Il a commencée au début des années cinquante par cette petite fanfare, en 53 si je me trompes, puis après avoir développé la première partie, en a interrompu quelques temps la composition pour exécuter d’autre tâches, et il l’a terminée en 57, année où le ballet a été créé à New-York. Cela a été la charnière vers cette période de sa production qu’on appelle sérielle. Il avait déjà fait avant cela des choses qui avaient un caractère sériel mais pas chromatique : des canons avec des renversements etc. mais cela les musiciens du 15ème siècle le faisaient aussi. A partir de là, il n’a plus écrit que de la musique avec des séries – mais à sa façon, c’est toujours resté du Stravinsky.

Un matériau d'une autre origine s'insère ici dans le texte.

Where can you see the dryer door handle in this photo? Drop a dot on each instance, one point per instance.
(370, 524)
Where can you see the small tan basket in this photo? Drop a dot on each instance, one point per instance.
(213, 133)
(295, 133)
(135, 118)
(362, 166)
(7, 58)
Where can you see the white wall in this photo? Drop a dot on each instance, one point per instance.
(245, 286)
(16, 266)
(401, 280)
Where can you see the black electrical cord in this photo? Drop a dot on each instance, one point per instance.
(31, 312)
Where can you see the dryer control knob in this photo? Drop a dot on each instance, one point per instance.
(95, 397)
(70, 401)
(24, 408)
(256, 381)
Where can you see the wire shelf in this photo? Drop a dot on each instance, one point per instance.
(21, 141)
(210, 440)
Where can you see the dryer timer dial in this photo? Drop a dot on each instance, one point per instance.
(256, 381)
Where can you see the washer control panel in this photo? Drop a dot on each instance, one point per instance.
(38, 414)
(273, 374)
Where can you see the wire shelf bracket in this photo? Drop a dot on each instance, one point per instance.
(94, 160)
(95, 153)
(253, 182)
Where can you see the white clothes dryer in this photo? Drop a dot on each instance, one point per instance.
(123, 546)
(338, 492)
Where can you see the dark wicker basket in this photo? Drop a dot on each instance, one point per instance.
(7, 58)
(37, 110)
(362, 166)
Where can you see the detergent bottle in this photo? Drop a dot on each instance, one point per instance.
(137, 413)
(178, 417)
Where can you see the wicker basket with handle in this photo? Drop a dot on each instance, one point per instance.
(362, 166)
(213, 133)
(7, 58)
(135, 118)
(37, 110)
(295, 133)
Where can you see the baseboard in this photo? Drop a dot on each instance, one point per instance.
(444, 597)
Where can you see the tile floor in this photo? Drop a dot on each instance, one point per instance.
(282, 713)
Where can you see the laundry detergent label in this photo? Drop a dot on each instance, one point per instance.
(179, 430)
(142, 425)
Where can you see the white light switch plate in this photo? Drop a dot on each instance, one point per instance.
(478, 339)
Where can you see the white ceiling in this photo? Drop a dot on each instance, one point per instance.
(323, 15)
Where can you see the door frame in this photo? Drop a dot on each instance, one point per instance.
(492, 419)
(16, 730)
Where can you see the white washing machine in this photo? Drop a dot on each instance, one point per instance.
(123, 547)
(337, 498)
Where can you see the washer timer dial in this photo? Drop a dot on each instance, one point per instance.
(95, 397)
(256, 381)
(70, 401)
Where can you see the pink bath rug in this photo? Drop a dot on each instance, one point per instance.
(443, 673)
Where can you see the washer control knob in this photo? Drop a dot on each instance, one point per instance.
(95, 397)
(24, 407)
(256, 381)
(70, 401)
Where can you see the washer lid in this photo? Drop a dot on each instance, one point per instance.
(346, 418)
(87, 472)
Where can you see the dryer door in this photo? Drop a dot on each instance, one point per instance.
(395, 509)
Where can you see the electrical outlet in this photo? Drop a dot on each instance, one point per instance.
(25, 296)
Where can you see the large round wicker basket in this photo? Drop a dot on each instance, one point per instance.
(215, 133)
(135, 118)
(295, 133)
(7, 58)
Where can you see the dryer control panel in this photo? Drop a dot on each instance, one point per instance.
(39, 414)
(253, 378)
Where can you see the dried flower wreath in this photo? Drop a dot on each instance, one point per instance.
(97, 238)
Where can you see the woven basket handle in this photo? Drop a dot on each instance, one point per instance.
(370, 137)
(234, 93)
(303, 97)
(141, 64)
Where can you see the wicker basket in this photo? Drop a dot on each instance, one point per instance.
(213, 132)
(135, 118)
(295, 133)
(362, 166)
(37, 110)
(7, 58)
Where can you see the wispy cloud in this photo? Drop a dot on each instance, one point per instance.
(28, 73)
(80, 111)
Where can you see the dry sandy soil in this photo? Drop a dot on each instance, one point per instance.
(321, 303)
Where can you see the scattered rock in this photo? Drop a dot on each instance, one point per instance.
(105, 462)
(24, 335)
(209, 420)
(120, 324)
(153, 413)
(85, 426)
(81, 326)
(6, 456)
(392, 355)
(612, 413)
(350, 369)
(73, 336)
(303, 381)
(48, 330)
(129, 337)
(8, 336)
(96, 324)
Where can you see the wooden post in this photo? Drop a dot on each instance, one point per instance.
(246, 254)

ce que vous dites là est très différent de ce que l’on dit généralement de Stravinsky

C’est Robert Craft, son assistant qui était chef d’orchestre et a réalisé les célèbres entretiens, qui au début des années 50 avait réalisé le premier enregistrement à peu près intégral des (d’ailleurs peu nombreuses) œuvres de Webern et a donc révéla cela à son maître. En 71, quand Stravinsky est mort, j’ai écrit un grand texte où je développe ce que je viens de vous dire, en l’analysant d’assez près. Cela a été publié en français et en anglais – dans Musique en Jeu n°4/5 et dans Perspectives of New Music, à New York. Cela se termine d’ailleurs par un poème que j’avais écrit pour Stravinsky pour ses quatre-vingts ans et qui s’intitulait AVOEU.

l’avez-vous rencontré ?

On a eu des contacts mais on ne s’est jamais rencontré. Nous nous étions écrit plusieurs fois et on voulait se voir aux Etats-Unis mais il était déjà très malade et le rendez-vous a dû être supprimé. Je lui avais envoyé un jour une œuvre pour piano de 64-66 qui s’appelle Apostrophe et six Réflexions, dès qu’elle a été imprimée chez Universal (à Vienne). Il m’a répondu : vous êtes tombé juste le jour de mon anniversaire et comme ce n’est pas un chiffre rond, il n’y a pas beaucoup de manifestations, j’ai été très content que vous m’envoyez cela, j’aime beaucoup cette musique… ça m’a fait plaisir, oh la la …et la petite carte de réponse à mon poème, je l’ai gardée encadrée pendant longtemps…(rires) Mais c’était Boulez qui lui avait remis mon texte et donc j’ai mis ce poème à la fin de l’article. Celui-ci commence par une critique des conceptions qu’on a eues jusqu’alors de l’harmonie de Stravinsky, et qui consistent à dire : c’est une harmonie traditionnelle avec des fausses notes… (rires). Même Paul Collard et même Boulez dans ses écrits de jeunesse, en tout cas. Il a écrit un très bel article sur le Sacre mais qui étudie surtout le rythme. Au niveau harmonique, il ne va pas loin…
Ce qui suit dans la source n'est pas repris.